Bruxelles, 02/07/2010 (Agence Europe) - Réunis à Lucerne du 28 juin au 1er juillet, les négociateurs des pays parties prenantes au très décrié accord commercial anti-contrefaçon (ACTA) - Australie, Canada, Corée du Sud, États-Unis, Maroc, Mexique, Nouvelle-Zélande, Singapour et Suisse et UE - ont accompli de nouveaux progrès en vue de conclure un accord définitif d'ici la fin de l'année.

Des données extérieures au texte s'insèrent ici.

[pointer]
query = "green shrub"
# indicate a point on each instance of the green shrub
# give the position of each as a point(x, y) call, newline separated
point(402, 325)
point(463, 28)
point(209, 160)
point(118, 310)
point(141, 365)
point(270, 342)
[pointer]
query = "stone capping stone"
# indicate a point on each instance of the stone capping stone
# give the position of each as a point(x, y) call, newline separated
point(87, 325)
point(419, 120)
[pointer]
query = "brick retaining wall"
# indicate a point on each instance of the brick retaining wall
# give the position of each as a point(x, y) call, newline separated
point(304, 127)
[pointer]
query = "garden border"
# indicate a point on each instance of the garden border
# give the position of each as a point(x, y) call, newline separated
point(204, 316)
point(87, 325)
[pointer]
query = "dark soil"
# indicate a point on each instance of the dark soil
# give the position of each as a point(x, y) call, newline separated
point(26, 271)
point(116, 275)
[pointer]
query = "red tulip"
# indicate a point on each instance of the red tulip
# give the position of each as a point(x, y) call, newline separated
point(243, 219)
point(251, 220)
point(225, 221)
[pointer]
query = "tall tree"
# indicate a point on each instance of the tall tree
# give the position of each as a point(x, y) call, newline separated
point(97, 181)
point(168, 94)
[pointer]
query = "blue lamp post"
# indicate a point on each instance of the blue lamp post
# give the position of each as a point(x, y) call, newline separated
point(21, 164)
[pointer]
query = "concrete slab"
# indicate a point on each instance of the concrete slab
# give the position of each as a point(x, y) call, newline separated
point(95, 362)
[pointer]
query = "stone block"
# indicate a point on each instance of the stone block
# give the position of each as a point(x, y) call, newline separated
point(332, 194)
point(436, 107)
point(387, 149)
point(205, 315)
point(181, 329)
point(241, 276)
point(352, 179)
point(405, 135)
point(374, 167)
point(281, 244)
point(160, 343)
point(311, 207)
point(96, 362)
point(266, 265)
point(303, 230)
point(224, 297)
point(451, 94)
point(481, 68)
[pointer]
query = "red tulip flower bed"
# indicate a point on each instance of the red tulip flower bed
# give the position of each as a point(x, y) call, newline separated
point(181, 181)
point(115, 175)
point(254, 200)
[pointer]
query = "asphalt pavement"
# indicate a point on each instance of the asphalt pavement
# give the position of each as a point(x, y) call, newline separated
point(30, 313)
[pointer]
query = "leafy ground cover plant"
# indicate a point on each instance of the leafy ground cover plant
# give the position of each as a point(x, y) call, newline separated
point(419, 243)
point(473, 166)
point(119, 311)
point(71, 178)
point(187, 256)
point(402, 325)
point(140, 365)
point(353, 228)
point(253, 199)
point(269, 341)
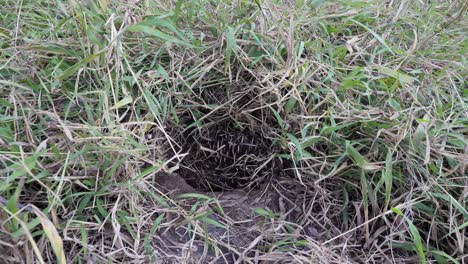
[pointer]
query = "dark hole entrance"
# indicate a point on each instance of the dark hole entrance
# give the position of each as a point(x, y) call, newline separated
point(230, 148)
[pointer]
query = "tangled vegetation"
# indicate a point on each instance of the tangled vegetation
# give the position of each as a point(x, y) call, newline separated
point(210, 131)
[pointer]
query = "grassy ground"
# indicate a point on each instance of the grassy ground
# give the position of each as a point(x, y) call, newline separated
point(352, 112)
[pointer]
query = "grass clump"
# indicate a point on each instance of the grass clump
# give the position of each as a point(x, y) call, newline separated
point(224, 131)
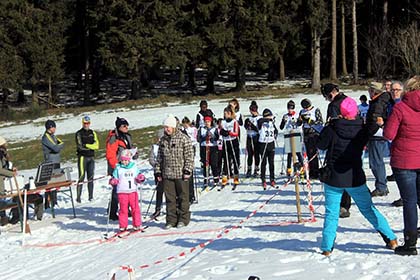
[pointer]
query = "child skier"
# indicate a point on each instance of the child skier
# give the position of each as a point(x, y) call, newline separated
point(125, 178)
point(289, 122)
point(251, 124)
point(266, 143)
point(209, 152)
point(230, 133)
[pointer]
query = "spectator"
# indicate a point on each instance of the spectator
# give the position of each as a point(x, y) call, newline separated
point(51, 147)
point(378, 146)
point(6, 170)
point(344, 139)
point(118, 139)
point(87, 143)
point(204, 111)
point(153, 161)
point(174, 166)
point(311, 119)
point(402, 129)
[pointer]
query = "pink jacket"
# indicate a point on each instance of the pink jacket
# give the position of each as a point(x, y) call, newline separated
point(403, 128)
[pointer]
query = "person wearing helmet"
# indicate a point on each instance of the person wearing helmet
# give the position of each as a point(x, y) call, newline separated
point(266, 143)
point(311, 120)
point(87, 143)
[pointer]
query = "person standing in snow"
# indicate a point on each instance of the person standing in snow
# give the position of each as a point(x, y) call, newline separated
point(87, 143)
point(209, 152)
point(51, 147)
point(124, 179)
point(402, 128)
point(344, 139)
point(289, 122)
point(266, 143)
point(153, 161)
point(311, 120)
point(230, 133)
point(174, 166)
point(204, 111)
point(118, 139)
point(251, 126)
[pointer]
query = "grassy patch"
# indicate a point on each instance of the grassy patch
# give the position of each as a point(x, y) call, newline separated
point(28, 154)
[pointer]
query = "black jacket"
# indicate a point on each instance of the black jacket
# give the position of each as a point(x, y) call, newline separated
point(378, 107)
point(334, 107)
point(344, 141)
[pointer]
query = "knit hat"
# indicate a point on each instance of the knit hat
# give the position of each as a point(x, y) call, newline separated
point(49, 124)
point(305, 103)
point(328, 88)
point(267, 113)
point(348, 108)
point(291, 104)
point(253, 107)
point(376, 87)
point(86, 119)
point(170, 121)
point(125, 155)
point(2, 141)
point(120, 121)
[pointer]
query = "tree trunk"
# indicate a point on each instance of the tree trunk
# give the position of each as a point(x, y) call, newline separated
point(240, 77)
point(191, 75)
point(282, 73)
point(181, 77)
point(333, 66)
point(316, 60)
point(343, 40)
point(355, 51)
point(211, 75)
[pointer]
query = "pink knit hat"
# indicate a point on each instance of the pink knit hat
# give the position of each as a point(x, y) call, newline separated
point(348, 108)
point(125, 155)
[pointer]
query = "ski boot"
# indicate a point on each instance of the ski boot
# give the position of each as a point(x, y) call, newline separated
point(235, 182)
point(264, 185)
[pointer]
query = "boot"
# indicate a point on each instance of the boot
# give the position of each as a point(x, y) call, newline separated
point(409, 247)
point(256, 171)
point(79, 193)
point(248, 173)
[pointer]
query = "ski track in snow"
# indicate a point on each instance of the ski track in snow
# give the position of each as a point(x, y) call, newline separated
point(264, 246)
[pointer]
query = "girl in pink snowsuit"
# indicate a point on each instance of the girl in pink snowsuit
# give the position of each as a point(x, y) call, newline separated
point(125, 178)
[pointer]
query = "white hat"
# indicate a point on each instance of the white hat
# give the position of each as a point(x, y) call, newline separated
point(170, 121)
point(2, 141)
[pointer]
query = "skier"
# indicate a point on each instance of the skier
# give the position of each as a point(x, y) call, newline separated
point(124, 179)
point(159, 187)
point(311, 118)
point(191, 131)
point(87, 142)
point(267, 135)
point(230, 133)
point(289, 122)
point(209, 152)
point(204, 111)
point(252, 139)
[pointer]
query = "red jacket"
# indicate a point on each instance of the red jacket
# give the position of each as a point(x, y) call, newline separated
point(115, 142)
point(403, 128)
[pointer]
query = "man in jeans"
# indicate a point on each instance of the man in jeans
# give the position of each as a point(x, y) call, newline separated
point(378, 146)
point(174, 166)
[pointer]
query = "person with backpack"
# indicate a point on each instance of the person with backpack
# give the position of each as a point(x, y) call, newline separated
point(118, 139)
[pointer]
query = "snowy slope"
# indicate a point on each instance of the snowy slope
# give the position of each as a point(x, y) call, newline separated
point(269, 244)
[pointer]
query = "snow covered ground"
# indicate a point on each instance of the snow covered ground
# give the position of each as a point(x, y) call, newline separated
point(269, 244)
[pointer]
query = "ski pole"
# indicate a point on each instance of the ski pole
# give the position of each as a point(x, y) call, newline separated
point(108, 213)
point(150, 203)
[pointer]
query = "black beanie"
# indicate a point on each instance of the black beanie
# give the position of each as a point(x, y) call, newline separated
point(49, 124)
point(305, 103)
point(291, 104)
point(120, 121)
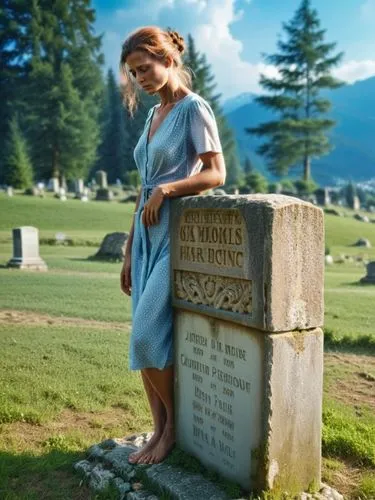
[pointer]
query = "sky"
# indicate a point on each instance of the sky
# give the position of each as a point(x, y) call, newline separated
point(235, 33)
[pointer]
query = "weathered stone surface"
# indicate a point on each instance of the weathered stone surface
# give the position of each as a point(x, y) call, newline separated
point(362, 242)
point(122, 487)
point(184, 485)
point(83, 467)
point(292, 408)
point(26, 249)
point(113, 247)
point(257, 260)
point(248, 404)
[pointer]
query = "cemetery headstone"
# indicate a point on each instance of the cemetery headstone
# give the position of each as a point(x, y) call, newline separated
point(54, 185)
point(247, 288)
point(356, 205)
point(322, 197)
point(370, 276)
point(112, 248)
point(103, 193)
point(26, 249)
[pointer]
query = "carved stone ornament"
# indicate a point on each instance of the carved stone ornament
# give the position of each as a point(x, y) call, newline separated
point(229, 294)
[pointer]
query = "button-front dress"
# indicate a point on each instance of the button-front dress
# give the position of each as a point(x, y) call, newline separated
point(171, 154)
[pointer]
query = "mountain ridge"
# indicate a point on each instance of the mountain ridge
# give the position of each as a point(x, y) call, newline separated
point(353, 137)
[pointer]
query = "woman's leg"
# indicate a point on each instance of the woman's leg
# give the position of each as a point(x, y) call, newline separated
point(162, 382)
point(158, 416)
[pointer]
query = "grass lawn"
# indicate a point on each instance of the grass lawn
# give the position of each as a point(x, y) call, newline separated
point(64, 380)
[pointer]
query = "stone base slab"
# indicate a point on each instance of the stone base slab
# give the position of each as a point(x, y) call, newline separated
point(249, 404)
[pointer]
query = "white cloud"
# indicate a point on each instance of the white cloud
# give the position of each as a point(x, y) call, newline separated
point(352, 71)
point(209, 21)
point(367, 10)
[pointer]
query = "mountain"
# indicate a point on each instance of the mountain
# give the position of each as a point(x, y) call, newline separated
point(353, 107)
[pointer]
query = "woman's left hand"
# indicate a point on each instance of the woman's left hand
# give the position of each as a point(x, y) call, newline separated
point(150, 214)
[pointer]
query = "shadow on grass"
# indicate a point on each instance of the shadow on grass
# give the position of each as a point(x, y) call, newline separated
point(50, 476)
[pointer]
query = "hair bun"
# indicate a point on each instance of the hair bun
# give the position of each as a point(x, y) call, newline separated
point(177, 40)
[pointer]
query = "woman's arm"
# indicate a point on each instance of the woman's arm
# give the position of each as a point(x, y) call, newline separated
point(212, 175)
point(131, 233)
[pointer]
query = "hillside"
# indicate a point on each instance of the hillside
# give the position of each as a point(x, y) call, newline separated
point(353, 107)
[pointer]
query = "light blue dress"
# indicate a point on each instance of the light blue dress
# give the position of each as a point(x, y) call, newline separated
point(188, 130)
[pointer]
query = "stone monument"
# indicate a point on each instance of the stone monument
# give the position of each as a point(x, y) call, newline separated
point(54, 185)
point(370, 277)
point(26, 249)
point(323, 197)
point(103, 193)
point(247, 289)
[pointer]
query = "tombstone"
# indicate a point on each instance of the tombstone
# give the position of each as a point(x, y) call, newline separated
point(356, 204)
point(322, 197)
point(26, 249)
point(112, 248)
point(61, 194)
point(85, 195)
point(101, 179)
point(247, 289)
point(79, 186)
point(370, 277)
point(54, 185)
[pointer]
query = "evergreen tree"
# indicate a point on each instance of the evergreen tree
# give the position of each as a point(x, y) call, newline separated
point(18, 171)
point(14, 18)
point(204, 85)
point(64, 87)
point(112, 149)
point(304, 62)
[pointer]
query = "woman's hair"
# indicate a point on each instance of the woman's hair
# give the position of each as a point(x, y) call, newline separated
point(158, 44)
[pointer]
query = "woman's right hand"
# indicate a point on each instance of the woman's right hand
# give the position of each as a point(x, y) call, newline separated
point(125, 276)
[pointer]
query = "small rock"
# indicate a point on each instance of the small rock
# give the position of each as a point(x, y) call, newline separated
point(362, 242)
point(100, 478)
point(362, 218)
point(95, 451)
point(141, 495)
point(83, 467)
point(122, 487)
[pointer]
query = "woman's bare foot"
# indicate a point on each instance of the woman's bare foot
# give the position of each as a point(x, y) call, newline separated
point(135, 457)
point(162, 449)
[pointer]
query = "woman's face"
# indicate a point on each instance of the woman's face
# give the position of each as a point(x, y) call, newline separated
point(149, 73)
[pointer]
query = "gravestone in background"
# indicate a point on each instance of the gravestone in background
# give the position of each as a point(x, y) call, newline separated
point(370, 276)
point(26, 249)
point(54, 185)
point(103, 193)
point(323, 197)
point(247, 286)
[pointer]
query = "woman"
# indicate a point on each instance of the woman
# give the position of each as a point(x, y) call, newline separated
point(178, 154)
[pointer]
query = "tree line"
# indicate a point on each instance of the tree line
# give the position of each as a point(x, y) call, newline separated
point(61, 117)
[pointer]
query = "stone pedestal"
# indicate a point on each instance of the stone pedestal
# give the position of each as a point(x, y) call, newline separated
point(247, 286)
point(26, 249)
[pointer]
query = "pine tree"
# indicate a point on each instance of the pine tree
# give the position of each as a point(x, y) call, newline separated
point(14, 18)
point(204, 85)
point(112, 148)
point(18, 171)
point(304, 63)
point(65, 85)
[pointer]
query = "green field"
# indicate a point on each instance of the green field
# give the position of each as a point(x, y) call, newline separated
point(64, 379)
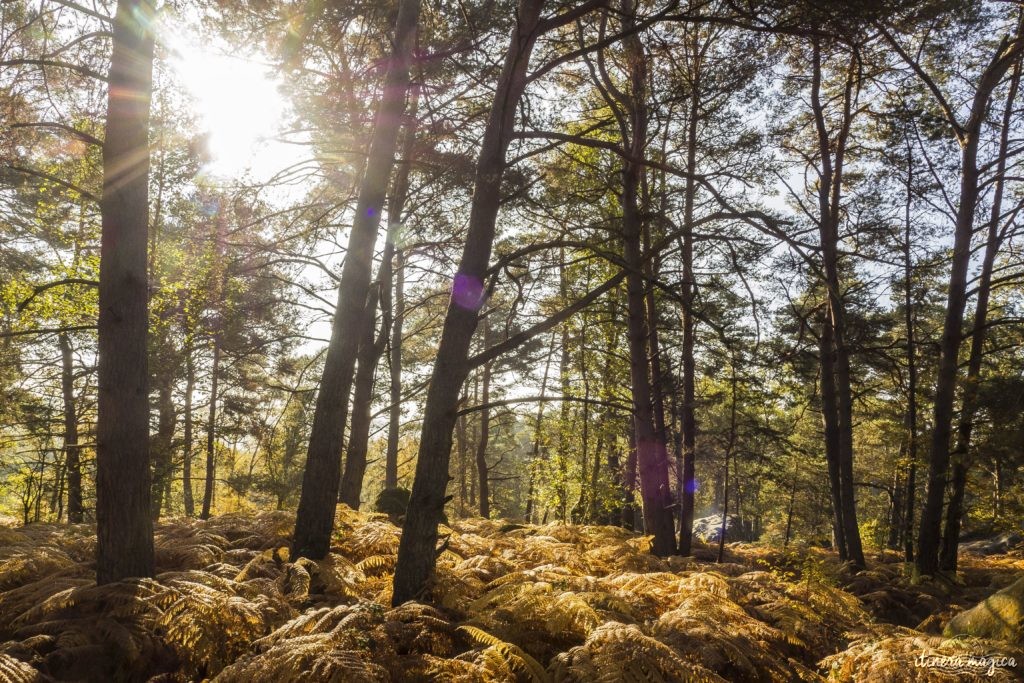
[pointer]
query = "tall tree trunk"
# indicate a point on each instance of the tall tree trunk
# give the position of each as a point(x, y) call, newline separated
point(314, 519)
point(481, 443)
point(396, 208)
point(729, 446)
point(358, 433)
point(969, 135)
point(965, 425)
point(687, 410)
point(162, 446)
point(830, 435)
point(629, 479)
point(211, 431)
point(72, 447)
point(535, 455)
point(652, 455)
point(124, 527)
point(829, 193)
point(417, 553)
point(187, 436)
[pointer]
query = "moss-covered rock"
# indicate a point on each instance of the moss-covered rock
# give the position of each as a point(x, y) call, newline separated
point(1000, 616)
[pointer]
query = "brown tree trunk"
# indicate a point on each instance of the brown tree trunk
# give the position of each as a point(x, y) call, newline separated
point(829, 189)
point(687, 410)
point(652, 455)
point(72, 447)
point(396, 206)
point(965, 425)
point(358, 433)
point(945, 383)
point(124, 526)
point(187, 436)
point(162, 455)
point(481, 443)
point(417, 552)
point(211, 431)
point(314, 519)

Au premier jour de ce 9ème round de pourparlers, le gouvernement suisse a dirigé plusieurs réunions entre les négociateurs et les représentants de la société civile, respectant ainsi le devoir de transparence auquel se sont engagés les pays parties prenantes à l'issue du round précédent, en avril à Wellington (EUROPE n° 10120). Sur la base du texte consolidé rendu public le 21 avril (EUROPE n° 10123), les négociateurs ont progressé vers un consensus dans plusieurs chapitres de l'accord, à savoir ceux des dispositions initiales de l'ACTA, des engagements généraux, de l'application et des mesures d'exécution au plan civil et plan pénal (civil enforcement et criminal enforcement), des mesures aux frontières et des mesures pour l'environnement digital, de la coopération internationale et des arrangements institutionnels. En outre, des discussions sur la portée des droits de propriété intellectuelle couverts dans l'ACTA ont fourni aux pays parties prenantes une meilleure compréhension des vues de chacun sur cette question.
Au terme de leurs travaux, les négociateurs réaffirment l'importance de l'ACTA, en tant qu'accord qui mettra en place un cadre international pour les efforts de lutte des pays parties prenantes contre la prolifération de la contrefaçon et de la piraterie, fléaux qui minent le commerce légal et le développement durable de l'économie mondiale. Est également réaffirmé qu'il n'est pas prévu par l'ACTA, qui vise à mettre en place des normes efficaces communes pour l'application des droits de propriété intellectuelle existants, d'inclure de nouveaux droits de propriété intellectuelle ni de modifier en substance la législation existante sur les droits de propriété intellectuelle. En outre, l'ACTA n'interférera pas avec la capacité d'un pays signataire de respecter les droits fondamentaux et les libertés, précisent les négociateurs dans un communiqué diffusé par la Commission européenne. L'ACTA sera compatible avec l'accord OMC relatif aux droits de propriété intellectuelle liés au commerce (ADPIC) et à la déclaration sur l'ADPIC et la santé publique, poursuit le communiqué. Les négociateurs réitèrent que l'ACTA ne fera pas obstacle au passage frontalier des médicaments génériques légitimes, et ils réaffirment que les brevets ne seront pas couverts dans le chapitre de l'ACTA concernant les mesures aux frontières. Enfin, ils réitèrent que l'ACTA ne prévoit aucune obligation pour les pays participants d'exiger de leurs autorités douanières la fouille des bagages ou de leurs appareils électroniques personnels.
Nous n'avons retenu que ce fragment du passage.